For starters, generously dispatch your significant other to the shopping malls to indulge in (or endure) “Black Friday” madness, insisting you’re not feeling well, slightly hung over or (better yet) don’t want to cramp their style. Then send the kids, if you have them, to the newest Disney movie, “Tangled,” which is pretty mediocre, so you’re not missing much.

Once the coast is clear, become one with the couch and enjoy hours of mindless, uninterrupted bliss.

Oh, and there’s one new wrinkle on Thanksgiving weekend festivities: It now officially marks the anniversary of the Tiger Woods scandal (egad, has it really only been a year?), which sullied his reputation and messed up his golf game — an event destined to keep yielding magical memories and cable-sports retrospectives for years to come.

POLL

  • What are you most looking forward to this Thanksgiving?
    • Saints at Cowboys
    • Pats at Lions
    • Bengals at Jets
    • "Godfather" marathon on AMC
    • Mom's malt liquor-marinated turkey

While these family avoidance procedures might not be in the true spirit of Thanksgiving, let’s face it, there’s a reason so many people prefer the company of families they see on TV to their own real-life ones.

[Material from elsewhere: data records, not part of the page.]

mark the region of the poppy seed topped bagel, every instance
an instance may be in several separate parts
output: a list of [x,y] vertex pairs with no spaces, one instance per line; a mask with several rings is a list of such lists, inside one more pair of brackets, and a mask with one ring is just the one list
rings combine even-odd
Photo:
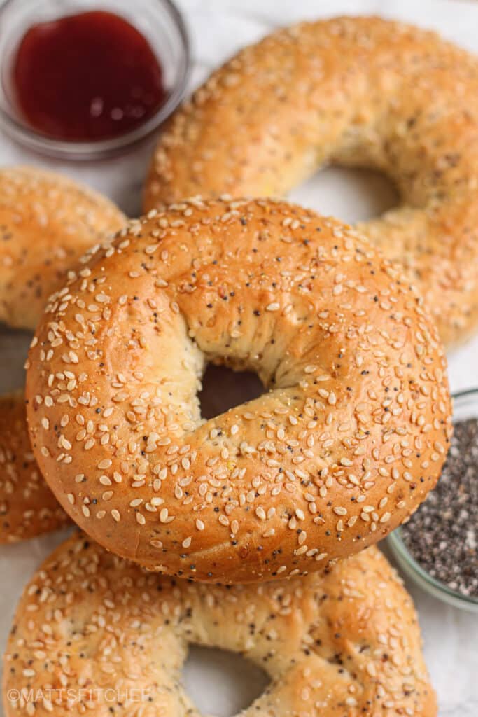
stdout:
[[215,72],[154,153],[146,211],[284,196],[320,166],[388,174],[400,205],[361,229],[400,262],[447,345],[478,324],[478,60],[377,17],[279,30]]
[[323,576],[226,588],[148,574],[75,535],[17,608],[6,717],[200,717],[181,680],[190,644],[266,671],[242,717],[437,713],[413,604],[376,548]]
[[112,201],[61,174],[0,169],[0,321],[34,329],[82,254],[125,223]]
[[[130,224],[47,306],[27,414],[42,472],[93,538],[226,583],[319,569],[433,488],[451,433],[436,329],[336,220],[193,200]],[[208,421],[206,362],[267,392]]]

Because the great thing about TV families is that the best of them are entertaining, seldom disappoint you and, after a quick weekly visit, leave.

Admittedly, even talking about the good ol’ days when sports telecasts were rarer and, thus, more special risks sounding like an old coot, yelling about the corrosive effects of the infield-fly rule. Besides, what’s wrong with having more, more, more?

Nothing, really — other than observing how fast things have changed and how much we take for granted in this wired, mobile, overflowing media age. In that respect, the Thanksgiving weekend’s teeming calendar is oddly symbolic.

Still, I would offer one bit of advice: Just like the feast people eat and often wind up regretting, if you find yourself watching Central Michigan vs. Toledo on Friday and have absolutely no interest in who wins, it might be healthier to skip further empty calories. You’ve had enough.